Abductive Reasoning in Machine Learning
On September 17, PhD student Simon Enni from Aarhus visits the HPS group and will be giving a talk. Our group meetings are rather informal and start with bring-your-lunch from 11.30 before we go on the presentation.
If you are interested in joining, please send an email to email@example.com.
Machine learning is often portrayed as an automatic process utilising inductive reasoning to extract novel insights from empirical material allowing data to “speak for themselves”. However, such an approach has a series of fundamental limitations.

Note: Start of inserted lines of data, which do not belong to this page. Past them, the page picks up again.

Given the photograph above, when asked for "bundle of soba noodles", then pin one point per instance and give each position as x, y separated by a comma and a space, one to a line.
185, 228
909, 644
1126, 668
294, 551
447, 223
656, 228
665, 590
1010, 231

In this presentation, I argue that using machine learning as a purely inductive method risks (1) isolating models from the phenomena they represent, (2) challenging the ability of models to cope with changing circumstances, potentially leading to (3) a lack of transparency and general understanding of the mechanisms underlying the modelled phenomena. To account for these weaknesses, I present a model that allows both inductive and abductive ways of reasoning to be mutually informative in an iterative and ampliative process of data-driven scientific discovery. This approach is based on a renewed focus on abductive reasoning as introduced by C. S. Peirce in his work on the logic of science. Here, induced models suggest new relationships to be explored and tested by abduced hypotheses that in turn lend themselves to improving and explaining the utility of the models produced by machine learning.